What this means is that all the home/mum ‘stuff’ I used to do on two days I now only get one day to do. Last year we had organised activities on both days, so with getting ready, going to whatever it was, doing errands on the way home and whatever else we did, those activities ended up taking at least half of each day. By the time we got home from those activities, neither of us really ever felt like doing much for the rest of the day.
It also meant that I felt a lot less inclined to do any meal planning or cooking in preparation for lunches and morning teas, so basically I never did any of that.
Well this year it turns out that there is no organised activity anywhere that I’m aware of on our ‘home’ day, which is great. You know why? Because we don’t ‘have’ to be anywhere at all. We have the whole day to do whatever we want. If we have to do errands, we can finish them in an hour or so, and be back home before we know it, rather than have to extend the time we’re away from home when we go out to do something structured.
So I’ve decided that Tuesday is going to be our ‘preparation for the week’ day. We’ll do the shopping, bake some treats for morning tea, make anything we need for meals during the week, do the washing . . . and we’ll hang around, build forts, read books, tell stories, listen to music, go out into the garden . . . whatever we want to do.

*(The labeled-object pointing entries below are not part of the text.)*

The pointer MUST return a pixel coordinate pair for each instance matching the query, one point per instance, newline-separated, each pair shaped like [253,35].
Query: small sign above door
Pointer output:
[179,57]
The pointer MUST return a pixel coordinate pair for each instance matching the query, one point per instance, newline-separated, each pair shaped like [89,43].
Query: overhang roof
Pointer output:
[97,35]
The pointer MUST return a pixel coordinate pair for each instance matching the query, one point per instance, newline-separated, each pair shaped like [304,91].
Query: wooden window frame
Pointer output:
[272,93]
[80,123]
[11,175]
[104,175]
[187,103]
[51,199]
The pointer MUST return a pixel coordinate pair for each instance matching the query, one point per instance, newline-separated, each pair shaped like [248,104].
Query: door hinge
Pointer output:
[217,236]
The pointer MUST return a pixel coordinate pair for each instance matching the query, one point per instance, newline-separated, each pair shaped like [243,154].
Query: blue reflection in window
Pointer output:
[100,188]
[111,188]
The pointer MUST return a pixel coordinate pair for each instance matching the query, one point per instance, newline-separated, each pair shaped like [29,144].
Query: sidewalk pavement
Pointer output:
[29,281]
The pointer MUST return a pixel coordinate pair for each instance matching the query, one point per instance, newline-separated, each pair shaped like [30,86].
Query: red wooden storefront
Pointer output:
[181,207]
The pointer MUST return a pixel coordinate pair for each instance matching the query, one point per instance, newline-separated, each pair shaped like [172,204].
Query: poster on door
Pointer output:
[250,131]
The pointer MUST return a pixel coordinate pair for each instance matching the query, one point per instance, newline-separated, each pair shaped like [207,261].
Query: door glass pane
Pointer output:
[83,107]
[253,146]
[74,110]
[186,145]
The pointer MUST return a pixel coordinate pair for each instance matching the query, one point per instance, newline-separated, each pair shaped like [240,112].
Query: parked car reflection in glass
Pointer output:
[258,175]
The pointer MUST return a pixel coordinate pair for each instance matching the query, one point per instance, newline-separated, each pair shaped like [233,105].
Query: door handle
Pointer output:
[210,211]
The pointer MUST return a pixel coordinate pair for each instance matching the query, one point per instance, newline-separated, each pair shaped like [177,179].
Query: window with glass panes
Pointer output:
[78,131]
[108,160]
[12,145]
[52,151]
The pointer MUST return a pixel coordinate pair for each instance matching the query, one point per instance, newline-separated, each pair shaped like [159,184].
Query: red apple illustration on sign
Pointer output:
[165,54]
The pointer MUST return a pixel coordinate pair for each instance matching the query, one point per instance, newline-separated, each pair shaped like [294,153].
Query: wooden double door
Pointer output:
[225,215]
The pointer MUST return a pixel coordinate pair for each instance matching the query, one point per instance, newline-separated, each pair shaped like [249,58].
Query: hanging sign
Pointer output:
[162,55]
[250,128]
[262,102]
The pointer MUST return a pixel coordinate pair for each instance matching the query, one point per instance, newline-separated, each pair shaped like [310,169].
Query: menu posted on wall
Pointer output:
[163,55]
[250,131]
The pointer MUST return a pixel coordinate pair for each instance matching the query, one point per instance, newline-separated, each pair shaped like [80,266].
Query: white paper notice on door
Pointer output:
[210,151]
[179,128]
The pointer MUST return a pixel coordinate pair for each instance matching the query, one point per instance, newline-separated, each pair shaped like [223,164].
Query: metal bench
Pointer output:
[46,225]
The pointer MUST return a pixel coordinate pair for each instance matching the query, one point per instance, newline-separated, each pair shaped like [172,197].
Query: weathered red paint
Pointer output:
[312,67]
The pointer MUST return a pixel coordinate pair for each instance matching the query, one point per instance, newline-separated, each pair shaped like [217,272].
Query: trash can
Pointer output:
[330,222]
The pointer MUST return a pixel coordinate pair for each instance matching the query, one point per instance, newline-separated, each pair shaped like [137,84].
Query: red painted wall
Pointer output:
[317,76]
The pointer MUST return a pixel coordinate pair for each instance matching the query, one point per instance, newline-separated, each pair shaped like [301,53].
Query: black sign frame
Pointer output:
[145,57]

And we’ll have time to do, if not all of it, then most of it.
Today was the first day of this, and it was fantastic.
I may have overestimated what I thought I could get done and it’s true, I ended up still in the kitchen at 9pm cleaning everything up, but today Juniordwarf and I baked some ANZACs and some banana bread, we made savory toast for lunch, I made chicken stock, dinner and did the time-consuming stuff for tomorrow night’s dinner. We did the shopping, we went to the library, we had coffee (he had a babycino), we did two loads of washing and we played with the dog.
And you know what? Even doing all that stuff, I didn’t feel stressed, or tense or overwhelmed at all (except for the one time where everything had to come together at once at dinner time), and I had one of the best day’s I’ve had with Juniordwarf for ages. I didn’t waste time on the computer, and when I did go on it, I did what I had to do and got off, and I didn’t feel guilty.

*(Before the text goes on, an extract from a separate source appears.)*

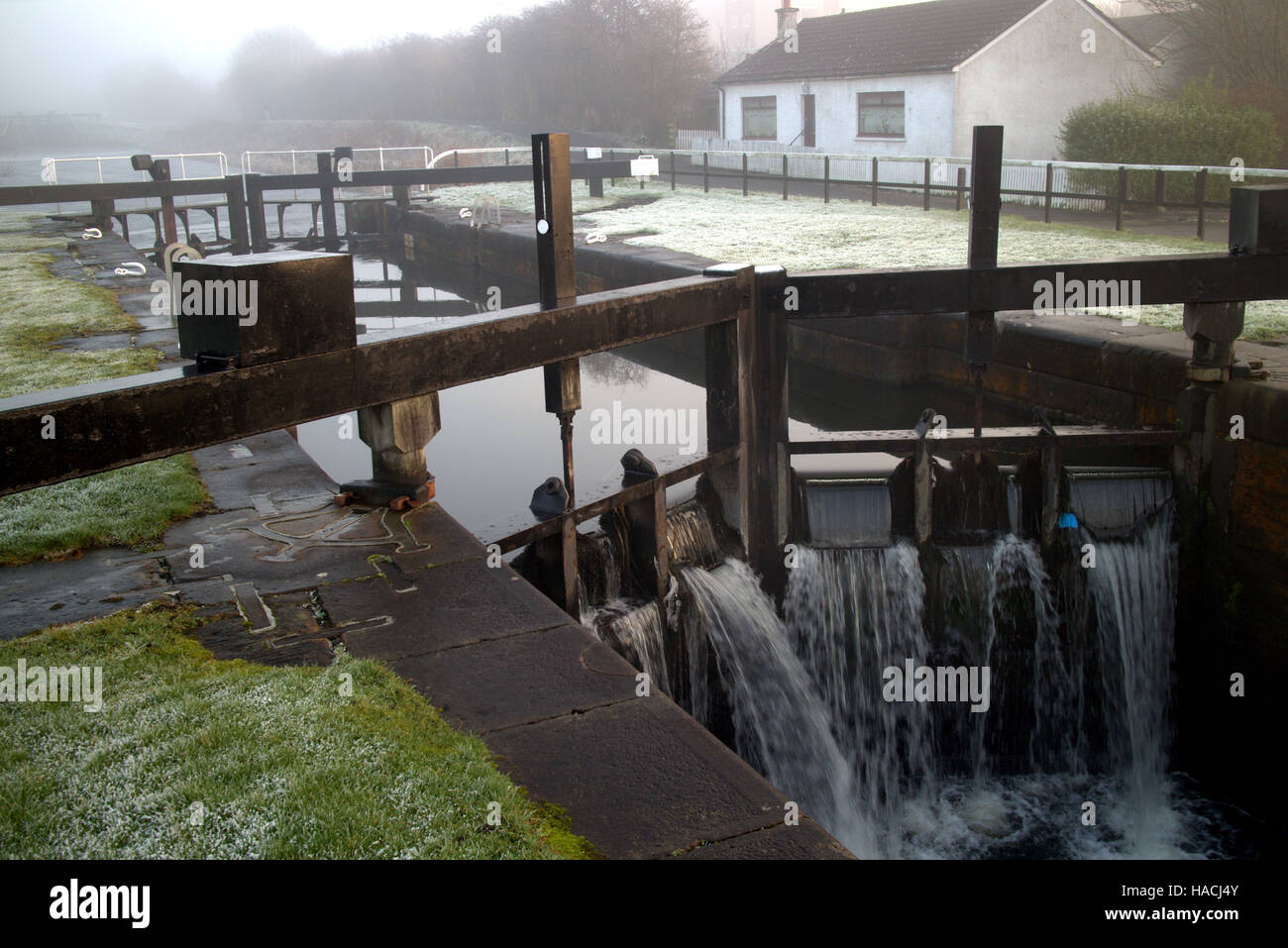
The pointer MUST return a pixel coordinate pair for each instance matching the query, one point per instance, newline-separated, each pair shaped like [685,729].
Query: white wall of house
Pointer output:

It makes such a difference when we have no obligations whatsoever. Much as I’m glad we had the organised activities over the past four years, it’s nice right now for both of us to have a rest.
So in the spirit of the best cooking blogs, here are our recipes:
(Courtesy of the Central Cookery Book, by A.C. Irvine, 17th Edition, Published 1992 – the Tasmanian classic.)
1 tbsp golden syrup
1 cup flour (we use plain wholemeal)
pinch of salt
1 cup coconut
1 cup sugar (we use dark brown sugar)
1 cup rolled oats
2 teaspoons bicarb soda
2 tbsp boiling water
6 drops vanilla
1. Preheat oven to 180 degrees.
2. Grease 3 oven slides. (We use baking paper and we only need 2.)

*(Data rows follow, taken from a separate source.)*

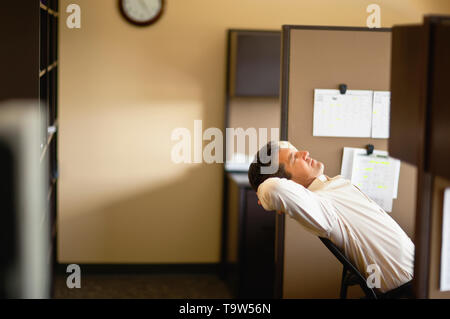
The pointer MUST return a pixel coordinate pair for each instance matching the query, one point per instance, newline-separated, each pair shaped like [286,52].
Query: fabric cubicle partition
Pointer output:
[324,57]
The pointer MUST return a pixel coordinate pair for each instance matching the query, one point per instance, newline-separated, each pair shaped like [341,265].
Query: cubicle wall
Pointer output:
[323,58]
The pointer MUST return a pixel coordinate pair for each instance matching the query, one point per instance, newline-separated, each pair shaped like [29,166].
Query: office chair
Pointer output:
[351,276]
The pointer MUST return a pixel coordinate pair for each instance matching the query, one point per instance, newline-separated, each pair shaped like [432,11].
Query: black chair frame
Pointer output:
[351,276]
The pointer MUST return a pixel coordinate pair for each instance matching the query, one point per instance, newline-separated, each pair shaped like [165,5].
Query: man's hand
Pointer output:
[279,212]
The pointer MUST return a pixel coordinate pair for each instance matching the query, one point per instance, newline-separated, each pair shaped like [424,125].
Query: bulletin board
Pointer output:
[323,57]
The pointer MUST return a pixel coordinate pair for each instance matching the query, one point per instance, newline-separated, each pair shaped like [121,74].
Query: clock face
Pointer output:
[141,12]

3. Gently melt butter and golden syrup (do not boil or burn).
4. Sift flour and salt (I skip this step. Wholemeal flour doesn’t sift well.)
5. Add sugar, cocout, rolled oats and vanilla to flour and salt.
6. Dissolve bicarb soda in water.
7. Mix all ingredients together well.
8. Put out in small balls on oven tray, allowing room for biscuits to flatten and spread out during cooking. (Or in Juniordwarf’s case, squoosh some dough together and throw onto the oven tray.)
9. Bake in oven 10-15 minutes (I recommend watching them very closely after 10 minutes.)
10. Allow to rest on tray for ½ minute before lifting off with a spatula to cool on cake cooler.
(Courtesy of Superorganisermum. Except her recipe has blueberries and I didn’t include them.)
150g butter, softened
1 cup brown sugar
2 eggs, lightly beaten
2 ripe bananas, peeled, mashed (see notes)
2 cups self-raising flour
1 teaspoon baking powder
1/2 cup milk
butter, to serve
1. Preheat oven to 180°C.
2. Grease base and sides of a 7cm deep, 11cm x 21cm (base) loaf pan. Line with baking paper, allowing a 2cm overhang at both long ends
3. Using an electric mixer, cream butter and sugar until pale.
4. Add egg, in 2 batches, beating well after each addition.
5. Stir in banana.
6. Sift flour and baking powder over banana mixture.
7. Add milk. Stir with a wooden spoon until combined.
8. Spoon mixture into loaf pan. Smooth surface.
9. Bake for 45 to 50 minutes or until a skewer inserted into the centre comes out clean. (Ours needed over an hour.)
10. Cool in pan for 10 minutes. Lift onto a wire rack to cool completely. Cut into 10 even slices.